AI Article Synopsis

  • Inflammation is known to play a role in the development of atherosclerosis, but the relationship between rheumatoid arthritis (RA) activity and atherosclerosis is not well understood.
  • A study compared 71 RA patients to 53 healthy controls and found that RA patients had a higher prevalence of carotid plaques and significantly increased intima-media thickness (IMT).
  • However, there was no significant correlation between the presence of atherosclerosis and common inflammatory markers or disease activity scores in RA, highlighting the need for further investigation into predicting atherosclerosis in these patients.

Article Abstract

Background: Although inflammation has a defined role in the pathogenesis of atherosclerosis, the link between rheumatoid arthritis (RA) parameters of disease activity and atherosclerotic findings are not defined.

Objective: To investigate the association between subclinical carotid atherosclerosis and clinical/laboratorial parameters of RA systemic inflammatory activity.

Methods: Seventy-one RA patients were consecutively selected and compared to 53 healthy controls. Smoking, diabetes and hypertension were excluded, as well as the use of statins or fibrates. B-mode carotid ultrasound was performed in all subjects. CRP, ESR and fibrinogen were determined in both groups. Clinical assessment of RA activity included DAS 28 and SDAI. Correlation between plaques and intima-media thickness (IMT) of common carotid arteries and inflammatory parameters was evaluated.

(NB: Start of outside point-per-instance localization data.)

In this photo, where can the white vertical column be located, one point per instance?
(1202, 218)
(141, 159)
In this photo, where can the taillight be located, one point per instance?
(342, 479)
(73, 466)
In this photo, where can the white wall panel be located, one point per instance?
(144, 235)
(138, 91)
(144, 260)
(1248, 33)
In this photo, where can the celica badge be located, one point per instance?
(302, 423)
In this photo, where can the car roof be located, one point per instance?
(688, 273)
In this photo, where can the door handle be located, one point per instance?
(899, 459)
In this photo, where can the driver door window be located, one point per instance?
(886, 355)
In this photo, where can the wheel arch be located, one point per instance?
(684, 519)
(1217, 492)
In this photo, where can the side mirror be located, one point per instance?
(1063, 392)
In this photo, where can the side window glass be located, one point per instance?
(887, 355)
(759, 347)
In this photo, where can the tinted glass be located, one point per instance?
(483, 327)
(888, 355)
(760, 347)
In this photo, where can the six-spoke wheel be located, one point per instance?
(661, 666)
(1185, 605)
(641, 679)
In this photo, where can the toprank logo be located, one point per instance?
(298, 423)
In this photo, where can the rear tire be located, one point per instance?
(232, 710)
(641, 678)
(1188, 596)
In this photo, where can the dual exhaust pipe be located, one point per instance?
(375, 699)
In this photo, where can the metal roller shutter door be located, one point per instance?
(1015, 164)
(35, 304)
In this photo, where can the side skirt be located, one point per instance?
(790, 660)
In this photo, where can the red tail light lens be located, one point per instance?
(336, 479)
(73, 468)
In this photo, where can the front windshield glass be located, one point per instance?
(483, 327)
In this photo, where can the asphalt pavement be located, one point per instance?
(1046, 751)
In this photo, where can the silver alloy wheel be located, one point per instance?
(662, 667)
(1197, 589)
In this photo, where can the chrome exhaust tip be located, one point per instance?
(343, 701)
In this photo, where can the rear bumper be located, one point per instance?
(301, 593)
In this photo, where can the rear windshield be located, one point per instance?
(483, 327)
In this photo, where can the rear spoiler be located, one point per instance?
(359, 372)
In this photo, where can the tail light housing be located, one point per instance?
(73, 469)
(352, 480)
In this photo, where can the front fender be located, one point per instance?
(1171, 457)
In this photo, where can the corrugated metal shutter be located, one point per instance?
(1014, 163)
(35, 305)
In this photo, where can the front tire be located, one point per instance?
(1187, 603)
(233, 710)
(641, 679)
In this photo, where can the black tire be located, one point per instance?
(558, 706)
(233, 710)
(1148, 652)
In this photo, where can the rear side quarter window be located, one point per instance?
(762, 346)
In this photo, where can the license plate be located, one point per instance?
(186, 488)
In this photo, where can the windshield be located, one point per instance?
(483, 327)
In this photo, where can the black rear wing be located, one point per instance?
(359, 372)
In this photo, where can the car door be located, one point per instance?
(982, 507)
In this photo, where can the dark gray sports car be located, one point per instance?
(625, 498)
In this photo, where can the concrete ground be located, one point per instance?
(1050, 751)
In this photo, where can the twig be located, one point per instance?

Results: Carotid plaques were more prevalent in RA patients than in controls (14.1% vs. 1.9 %, p=0.02) and marginally increased IMT was observed (0.72 +/- 0.17 vs. 0.67 +/- 0.15 mm, p=0.07). RA patients with plaques had older age (p=0.001) and increased IMT (p<0.001), but low SDAI (p=0.025) compared to those without plaques. RA patients with plaques had also longer disease duration, although this difference did not reach statistical significance (p=0.06). No significant correlations were found between IMT and ESR (p=0.80), CRP (p=0.75), fibrinogen (p=0.94), HAQ (p=0.89) and DAS 28 (p=0.13).

Conclusions: Carotid atherosclerosis is more frequently detected in RA but its prevalence was not correlated with isolated inflammatory markers measurement or noncumulative activity scores. These findings reinforce the need to evaluate subclinical atherosclerosis in RA patients, and to find predictors of atherosclerotic lesions.